The new biology, and genetic medicine, make it possible to identify the unique DNA profile of an individual and to tailor preventative medicines and treatments for that individual24. Work in these areas is already under way in the best UK universities, such as Imperial College25.
The relationships between the ICO and the AHSC
The ICO is the nexus that wraps services and treatments around the individual patient, including that person’s unique genetic profile. The anonymised aggregation of this information allows scientists and clinicians to discover links between the genome and disease. In turn this makes possible the determination of future outcomes and trends that allow for the implementation of population-wide preventive and treatment programmes and, sensationally, the delivery of these discoveries back to personalised therapies for the individual in the context of the ICO30.

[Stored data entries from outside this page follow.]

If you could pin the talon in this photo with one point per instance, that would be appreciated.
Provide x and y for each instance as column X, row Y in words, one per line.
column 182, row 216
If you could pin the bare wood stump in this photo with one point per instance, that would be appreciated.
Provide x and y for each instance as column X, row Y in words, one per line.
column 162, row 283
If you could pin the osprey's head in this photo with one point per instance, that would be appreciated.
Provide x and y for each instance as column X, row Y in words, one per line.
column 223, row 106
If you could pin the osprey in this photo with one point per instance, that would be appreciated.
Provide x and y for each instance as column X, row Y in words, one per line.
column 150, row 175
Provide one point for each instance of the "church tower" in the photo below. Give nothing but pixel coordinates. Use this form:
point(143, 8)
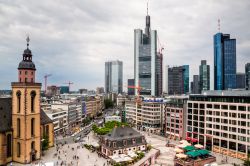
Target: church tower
point(26, 111)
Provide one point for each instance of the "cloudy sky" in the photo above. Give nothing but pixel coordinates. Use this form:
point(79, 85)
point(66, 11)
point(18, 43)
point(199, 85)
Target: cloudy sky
point(72, 39)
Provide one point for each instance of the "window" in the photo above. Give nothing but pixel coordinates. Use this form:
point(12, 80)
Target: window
point(33, 95)
point(9, 145)
point(33, 145)
point(32, 126)
point(18, 149)
point(18, 127)
point(18, 94)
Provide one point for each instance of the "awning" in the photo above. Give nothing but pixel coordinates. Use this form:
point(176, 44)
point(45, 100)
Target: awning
point(189, 148)
point(199, 146)
point(193, 154)
point(203, 152)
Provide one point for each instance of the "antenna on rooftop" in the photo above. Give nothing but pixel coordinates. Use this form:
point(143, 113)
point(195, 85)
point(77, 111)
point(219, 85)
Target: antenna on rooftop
point(219, 25)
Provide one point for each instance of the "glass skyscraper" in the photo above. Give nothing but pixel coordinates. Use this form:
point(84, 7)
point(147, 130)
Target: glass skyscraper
point(178, 80)
point(146, 62)
point(204, 73)
point(224, 62)
point(114, 76)
point(247, 73)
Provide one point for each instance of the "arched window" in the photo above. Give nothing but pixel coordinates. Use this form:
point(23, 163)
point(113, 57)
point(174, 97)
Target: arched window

Without the two delivery models of the ICO and the AHSC, the United Kingdom will suffer not only deteriorating health and social care outcomes relative to other advanced nations, but also an impoverishment of the country’s prominent global position in biomedical science.
The role of the AHSC
In 2014/15, the United Kingdom had four of the top 10 universities in the world26, and all of them are global leaders in the discipline of biological sciences27. To retain that position, and to deliver personalised medicine, we again need a new type of delivery vehicle: the academic health science centre (AHSC). These unite acute healthcare providers and universities, bringing clinical practice together with research experience to make scientific discovery work for the benefit of the person on the street. They advance biomedical science, especially genetic medicine.

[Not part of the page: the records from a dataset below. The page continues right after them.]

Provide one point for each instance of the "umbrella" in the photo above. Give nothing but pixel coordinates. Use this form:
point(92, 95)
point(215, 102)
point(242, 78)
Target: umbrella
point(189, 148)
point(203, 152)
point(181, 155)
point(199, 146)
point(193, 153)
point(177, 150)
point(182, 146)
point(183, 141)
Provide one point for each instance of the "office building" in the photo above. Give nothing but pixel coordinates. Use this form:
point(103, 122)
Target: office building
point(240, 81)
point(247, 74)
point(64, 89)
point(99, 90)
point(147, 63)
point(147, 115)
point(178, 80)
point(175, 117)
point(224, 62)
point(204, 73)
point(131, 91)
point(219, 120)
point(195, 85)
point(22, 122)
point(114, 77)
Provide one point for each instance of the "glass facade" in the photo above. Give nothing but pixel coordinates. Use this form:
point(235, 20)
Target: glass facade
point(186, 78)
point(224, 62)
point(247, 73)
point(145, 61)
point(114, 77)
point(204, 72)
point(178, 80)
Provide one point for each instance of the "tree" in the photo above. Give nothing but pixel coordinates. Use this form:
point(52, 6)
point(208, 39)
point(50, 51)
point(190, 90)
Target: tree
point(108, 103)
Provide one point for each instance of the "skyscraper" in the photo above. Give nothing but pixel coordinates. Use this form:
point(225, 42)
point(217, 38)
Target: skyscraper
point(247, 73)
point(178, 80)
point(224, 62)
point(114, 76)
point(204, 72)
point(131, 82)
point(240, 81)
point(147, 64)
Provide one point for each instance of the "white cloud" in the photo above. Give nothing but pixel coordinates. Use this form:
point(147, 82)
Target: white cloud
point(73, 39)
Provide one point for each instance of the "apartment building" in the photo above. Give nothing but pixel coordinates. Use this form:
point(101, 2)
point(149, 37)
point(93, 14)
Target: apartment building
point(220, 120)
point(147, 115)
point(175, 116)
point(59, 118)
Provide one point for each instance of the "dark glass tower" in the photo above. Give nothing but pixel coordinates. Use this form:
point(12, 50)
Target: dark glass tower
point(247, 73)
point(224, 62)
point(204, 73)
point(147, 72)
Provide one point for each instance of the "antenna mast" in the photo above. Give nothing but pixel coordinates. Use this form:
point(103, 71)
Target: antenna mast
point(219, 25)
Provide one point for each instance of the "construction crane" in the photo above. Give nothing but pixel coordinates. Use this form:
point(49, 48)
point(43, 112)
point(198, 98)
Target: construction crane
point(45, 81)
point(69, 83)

AHSCs consolidate clinical units. For many conditions, there is already a strong clinical consensus that this improves health outcomes28. There will be fewer acute hospitals in the country, but there will be bigger centres of global clinical eminence spread across the United Kingdom, each of which will be a dynamic nucleus of innovation and performance.
This consolidation does not mean closing hospitals: there is a symbiosis between the out of hospital ICO and the AHSC that means existing hospital buildings can be repurposed rather than closed down. The ICO needs new settings – such as intermediate/skilled nursing units and polyclinics29 – that should be developed in existing facilities.